La mujer del animal no es una película con una historia novedosa, muestra una realidad colombiana de finales de los años 70 que, por desgracia, la mayoría del país conoce o ha vivenciado. Su tratamiento es propio del cine de Gaviria el cual se enfoca en sus personajes más que en planos cuidadosos o un impecable manejo del tiempo y la evolución de los personajes. Para mí el valor de la película que, dice él, cierra su ciclo como cineasta está en el carácter de los personajes. Por eso Mariela me impactó tanto. Ella refleja la desoladora costumbre de algunas mujeres y madres que callan el maltrato de sus hijas, amigas e incluso de ellas mismas. Su omisión es un consentimiento de todas las aterradoras violaciones que comete su hijo. No es fácil enfrentarse a un hombre violento o reprochar a quien uno ama, pero ceder ante dichas atrocidades contra las mujeres sólo por ser mujeres es más violento que todos los golpes que le da Libardo a Amparo.
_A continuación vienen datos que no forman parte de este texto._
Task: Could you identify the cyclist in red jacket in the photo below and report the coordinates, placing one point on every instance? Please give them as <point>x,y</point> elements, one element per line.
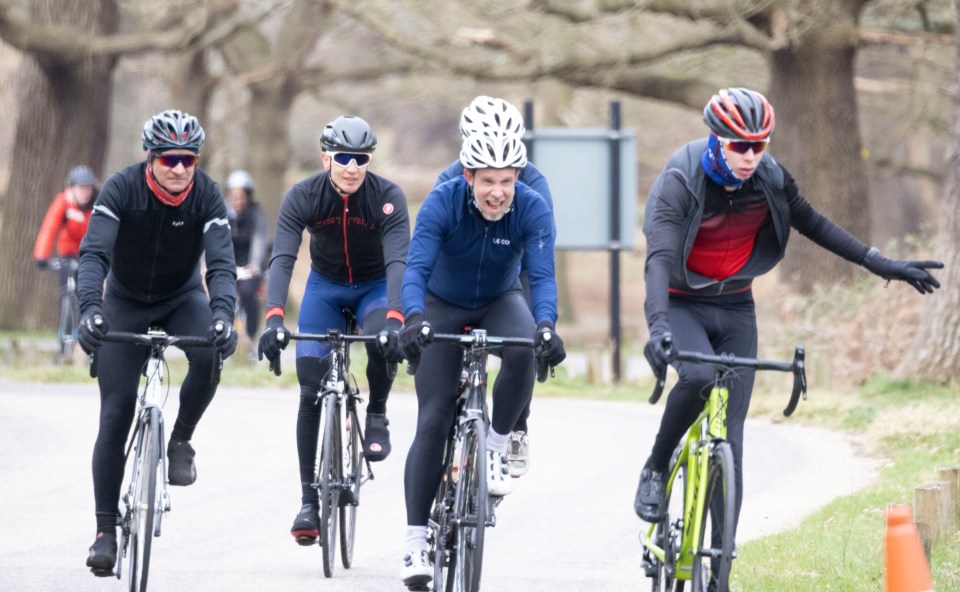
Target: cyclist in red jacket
<point>66,221</point>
Como lo predice el título, la mujer es la protagonista. No sólo Amparo, Mariela u Olguita, también la hermana de Amparo, la tía bruja de Libardo, Argelina, la tía del animal que da un ápice de ternura, o la otra Amparo. Todas mujeres apabulladas por el animal, cómplices de la tortura de Amparo. Pero otra es la naturaleza de ella. Con inteligencia e inocencia irrumpe las primitivas concepciones que tiene El animal frente a la mujer. Fue capaz de hacer lo que nadie, lo golpeó con un palo para evitar que violara a otra jovencita. Se cortó el cabello para que no la mechoneara más; parece un acto banal pero para un hombre que cree firmemente en que la mujer es una posesión a la orden de sus salvajes placeres, cortarse el cabello es un acto de rebeldía. Y en efecto sí lo fue, cuando Libardo llegó a “reclamar lo que le corresponde” se emputó y dijo que no se acostaba con maricas. Es así como Amparo sin querer y sin necesitarlo le da una lección a esa comunidad de uno de los barrios altos de Medellín, y al espectador. Con sus acciones que no son pequeñas reafirma su existencia como mujer y como madre, a diferencia de aquella mujer que parió al animal que cambiaría la vida a aquella jovencita que sólo quiso gastarle una broma a una monja.